From a global survey in 2015, more than 4 million people were diabetic. That is an estimated 8.8% of the world’s population. There are two types of Diabetes. Type 1 Diabetes is usually genetic and is caused by the underproduction of the hormone, insulin. Type 2 Diabetes is usually acquired and caused by an insensitivity to insulin.
Insulin is produced by parts of the pancreas and is a chemical that regulates the transfer of blood glucose into the body’s cells for fuel. This is particularly important to the nervous system and red blood cells, as these cells only use glucose for energy (not fats).
The pancreas also produces an opposite to insulin, namely glucagon, which together with Insulin regulate the balance of sugar in the blood. Diabetes is diagnosed when the body cannot maintain a normal sugar level (between 60 and 140mg/dL). An excess or deficit of sugar in our bloodstream can cause serious damage to multiple body systems including the kidneys, nerves and the vascular (blood delivery) system.
How does Diabetes affect hearing and balance?

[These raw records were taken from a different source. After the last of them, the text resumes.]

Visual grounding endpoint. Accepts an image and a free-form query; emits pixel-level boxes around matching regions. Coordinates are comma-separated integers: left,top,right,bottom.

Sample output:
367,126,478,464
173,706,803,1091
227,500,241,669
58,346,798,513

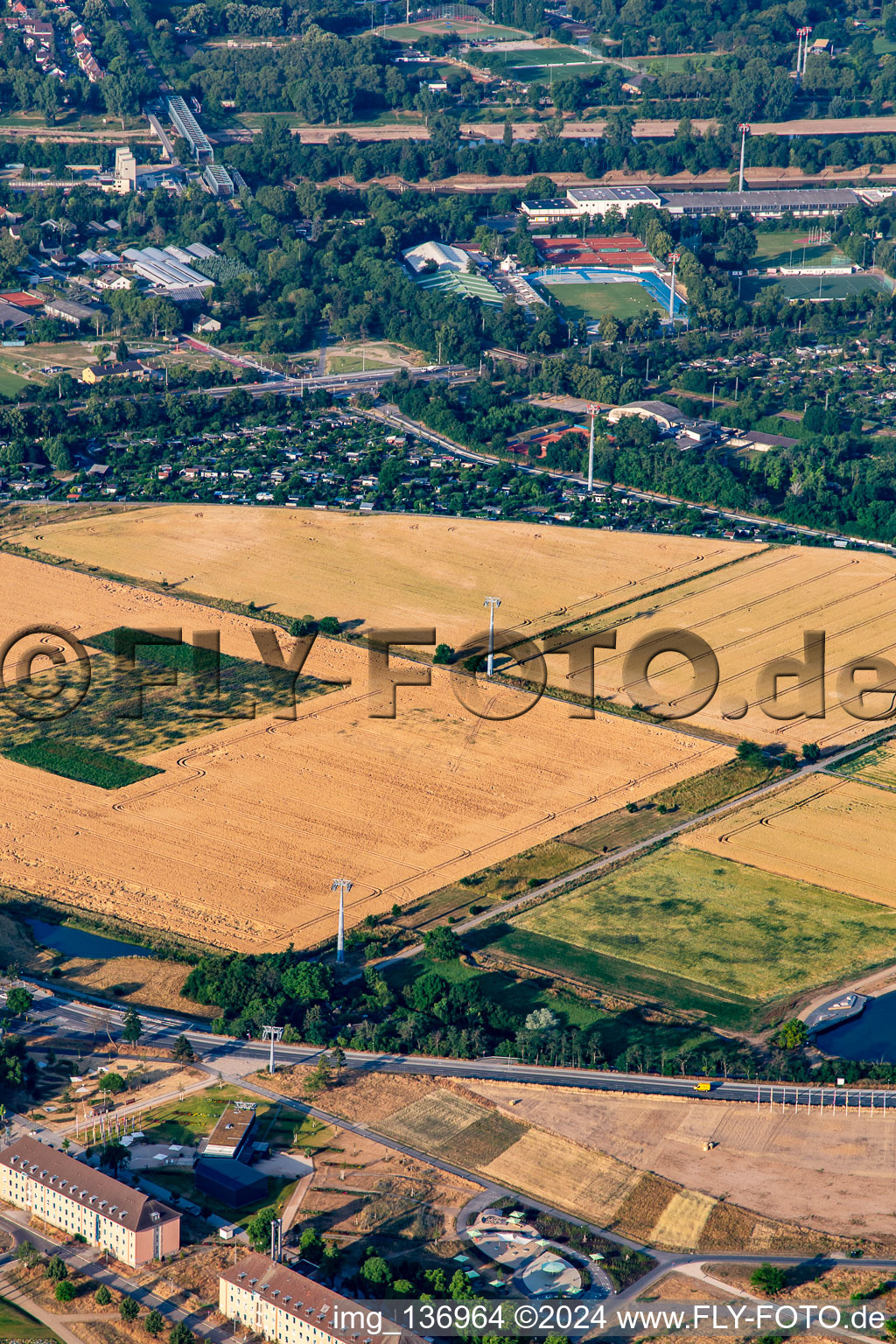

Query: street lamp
482,597,501,676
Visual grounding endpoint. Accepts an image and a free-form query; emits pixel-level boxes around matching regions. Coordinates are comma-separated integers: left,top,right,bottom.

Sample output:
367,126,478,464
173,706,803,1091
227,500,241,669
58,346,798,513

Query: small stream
24,920,151,961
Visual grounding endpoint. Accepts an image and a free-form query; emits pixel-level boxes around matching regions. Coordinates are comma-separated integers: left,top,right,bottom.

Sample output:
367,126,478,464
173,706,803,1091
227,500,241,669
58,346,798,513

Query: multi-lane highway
12,986,896,1113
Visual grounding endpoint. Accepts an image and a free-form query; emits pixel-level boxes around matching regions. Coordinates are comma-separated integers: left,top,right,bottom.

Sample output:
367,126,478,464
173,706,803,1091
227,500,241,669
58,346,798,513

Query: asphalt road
14,990,896,1117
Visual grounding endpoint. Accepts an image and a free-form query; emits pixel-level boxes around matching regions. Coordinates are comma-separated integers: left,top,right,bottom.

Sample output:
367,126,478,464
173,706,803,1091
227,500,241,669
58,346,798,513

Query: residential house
0,1138,180,1267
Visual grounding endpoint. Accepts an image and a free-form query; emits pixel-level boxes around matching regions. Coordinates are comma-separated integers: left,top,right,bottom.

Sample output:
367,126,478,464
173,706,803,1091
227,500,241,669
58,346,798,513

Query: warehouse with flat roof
661,187,860,219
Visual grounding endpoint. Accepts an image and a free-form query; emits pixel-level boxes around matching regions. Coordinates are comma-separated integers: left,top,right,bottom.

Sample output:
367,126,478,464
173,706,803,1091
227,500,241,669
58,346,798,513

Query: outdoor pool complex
528,266,688,317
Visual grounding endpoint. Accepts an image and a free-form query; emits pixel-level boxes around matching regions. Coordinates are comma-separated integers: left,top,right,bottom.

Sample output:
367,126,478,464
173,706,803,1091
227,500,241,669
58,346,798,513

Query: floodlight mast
666,253,681,325
331,878,352,961
738,121,750,191
482,597,501,676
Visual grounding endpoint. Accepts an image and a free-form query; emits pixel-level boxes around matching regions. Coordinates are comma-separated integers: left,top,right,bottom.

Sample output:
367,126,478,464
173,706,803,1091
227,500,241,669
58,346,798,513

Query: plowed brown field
0,555,731,951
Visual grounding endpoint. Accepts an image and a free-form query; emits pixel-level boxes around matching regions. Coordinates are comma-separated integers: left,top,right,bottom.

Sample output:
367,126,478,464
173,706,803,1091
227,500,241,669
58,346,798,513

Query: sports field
741,271,886,303
507,47,605,80
542,281,661,323
16,505,755,648
752,228,846,266
466,1080,896,1236
513,844,896,1004
537,547,896,749
380,19,529,42
0,550,732,951
682,774,896,908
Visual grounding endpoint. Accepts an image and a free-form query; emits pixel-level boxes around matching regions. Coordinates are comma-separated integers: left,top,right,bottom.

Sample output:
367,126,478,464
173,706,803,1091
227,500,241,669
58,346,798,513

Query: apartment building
218,1256,424,1344
0,1138,180,1266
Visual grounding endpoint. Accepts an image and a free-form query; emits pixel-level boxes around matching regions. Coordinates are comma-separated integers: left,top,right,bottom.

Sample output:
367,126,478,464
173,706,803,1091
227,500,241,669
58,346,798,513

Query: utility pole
666,251,681,331
482,597,501,676
738,121,750,191
331,878,352,961
262,1027,284,1078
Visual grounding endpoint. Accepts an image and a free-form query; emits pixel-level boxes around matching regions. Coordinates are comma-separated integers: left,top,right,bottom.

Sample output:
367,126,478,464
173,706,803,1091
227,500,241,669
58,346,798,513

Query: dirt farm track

The Cochlea (hearing organ) and Vestibular System (balance organ) are dependent on the continuous uptake of energy which is transported via the blood for processing of signals from the ear to the brain. If the minute blood vessels to the ear and balance organ are damages, the transportation of energy into the cells is affected. Energy fluctuates which prevents consistent function. In addition, longer term deprivation of adequate glucose, excess glucose or poorer oxygen supply can lead to chemical imbalances in the fluids of these organs, which interrupts the ability of the organs to translate stimuli into electrical signals that can be read by the brain. Finally, the long-term deprivation can lead to a type of permanent nerve damage.
The symptoms of damage are the gradual onset of sensorineural hearing loss (nerve-damage), dizziness and increased risk of falls. Studies have found that people who are diabetic are twice as likely to acquire hearing loss than people without Diabetes.
Diabetes shows itself when you experience the following: unexplained thirst, unexplained weight loss, frequent urination, increased hunger, general fatigue, skin sensitivity or itching, strange sensations like tingling and pins and needles in the extremities, nausea and vomiting, and repeated episodes of candida and delayed healing. Changes in vision and changes in hearing are important signs.
What can an Audiologist bring to Diabetic care?
Hearing and vestibular function may be negatively affected in people who have diabetes; therefore, audiologists can play an important role in early identification. This leads to better management and reduces the risks of damage to vital systems. Early identification and management also leads to re-stimulation of the auditory system which can support it, and slow down the changes that are experienced from lack of use.
During routine hearing checks audiologists can make sure patients are managing their Diabetes effectively. Non-compliance of medication may lead to greater cochlear and vestibular damage. Intervention can improve quality of life and reduce the risks of depression, cognitive decline and dependence. This makes the Audiologist a vital part of “Team Diabetes”.
Finally, on a lighter note, did you know that in the early 16th century “people known as “water tasters” diagnosed diabetes by tasting the urine of people suspected to have it. If urine tasted sweet, diabetes was diagnosed. It wasn’t until the 1800s that scientists developed chemical tests to detect the presence of sugar in the urine. “Yuck!”